Sunday, 8 July 2007

History — does it make sense?

I AM not a historian. I taught and researched in mathematics. Even in that discipline, I was allergic to the topic “history of mathematics.” My question has always been: why should we study history — somebody’s story of someone else’s past? What is the use of the information that 10,000 years back, the land on which I am now standing was owned by a person whose right hand was shorter than the left and was squint eyed? Qualitatively that seems to be the core content of history, besides one other issue which I will discuss later.

A few professors of History asked me: “How would you know from whom you have descended, from where they came and their culture?” My counter is: “Why should I bother? I am what I am and will be what I have to be. Further, when a politician with corrupt record comes to power, you silence his/her critics saying ‘past is past; we should look for what he/she does in future.’ Then, why should the historians dig up the past and produce juicy controversies?” I am not answered till today.

It is common knowledge that you can score well in the examination by remembering about a king of the 16th century without knowing anything about his predecessor or successor. All you need to know is how many wives he had — officially and unofficially — how he hunted, the wars and battles he waged, the taxes he imposed and the like.

Dynamic

If the storyteller, I mean the historian, favours this king, all these deeds (misdeeds) are glorified; else, condemned. It is a certainty that a few decades later the same king would be shown in a diametrically different colour by a new storyteller, again I mean historian. In that way, history is dynamic, maybe periodic and chaotic but surely dynamic.

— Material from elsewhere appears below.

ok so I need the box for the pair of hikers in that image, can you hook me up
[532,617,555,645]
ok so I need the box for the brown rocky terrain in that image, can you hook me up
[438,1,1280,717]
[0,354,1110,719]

In the study of dynamical systems in mathematics, physics, or economics, techniques like interpolation, extrapolation and regression are used based on sound theoretical foundations. In history too there is a lot of extrapolation but the application is arbitrary. A historian asks for evidence from others. For him evidence is an interpretation convenient to him.

While looking for evidence, he ignores the certainty that incidents of very distant past may not leave material evidence to this date — time consumes it. Thus historians make themselves notorious for their inability to see beyond their nose.

Apart from these deficiencies, history has proved harmful to humanity. Was not Hitler’s genocide a result of history — both pride (Aryan) and prejudice (Jewish)? In 1993, a Turkish Muslim friend of mine confided that the carnage on the Muslim community in Bosnia-Herzegovina going on at that time was a direct revenge for what the invaders of the Ottoman Empire did to the Christian population. I do not know the realities. History is far from them. I wanted the title to be ‘History is Myth.” But to my shock, I realised that the antonym of myth is history.

The following quote from The Da Vinci Code by Dan Brown says it all:

…History is always written by the victors. When two cultures clash, the loser is obliterated; and the winner writes the history books — books which glorify their own cause and disparage the conquered foe.

When this is history, does it make sense?